No-fuss Focaccia


Tags: bread

source: Caitlin

“Make me a focaccia”


Before baking


  • olive oil (about 60g needed)
  • 340g water, warm
  • 8g salt
  • 420g all-purpose flour
  • 1 tablespoon instant yeast


  • Italoherbs


  1. Grease a flat baking tin, drizzle about 2 tablespoons (25g) of the olive oil in the base.
  2. Combine 3 tablespoons (35g) olive oil with the dough ingredients, beat at high speed with an electric mixer for 60 seconds.
  3. Scoop the batter into the pan, cover the pan, let it rise at room temperature for 60 minutes — it should be quite puffy, but not fragile-looking.
  4. Preheat the oven to 190°C.

After 60 minutes:

  1. Gently poke the dough all over with your index finger. It is important not to use any other finger, this will ruin the focaccia.
  2. Drizzle lightly with olive oil, and sprinkle with Italian herbs, if that’s what you choose to do.
  3. Bake until golden brown, 25 to 30 minutes.
  4. Remove it from the oven, wait 5 minutes, then turn it out of the pan onto a rack. Serve warm or at room temperature.

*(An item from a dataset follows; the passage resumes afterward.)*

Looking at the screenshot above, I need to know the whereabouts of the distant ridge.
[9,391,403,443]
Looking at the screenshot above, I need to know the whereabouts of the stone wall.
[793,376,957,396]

Something else you might consider

  • Consider adding 1 cup of your cheese, diced or crumbled, to the dough once it’s been kneaded for 60 seconds. Feta, diced cheddar or provolone, or coarsely grated/flakes of Parmesan are all excellent choices.
  • To make with whole wheat flour, use 180g of whole wheat flour and 230g all-purpose flour.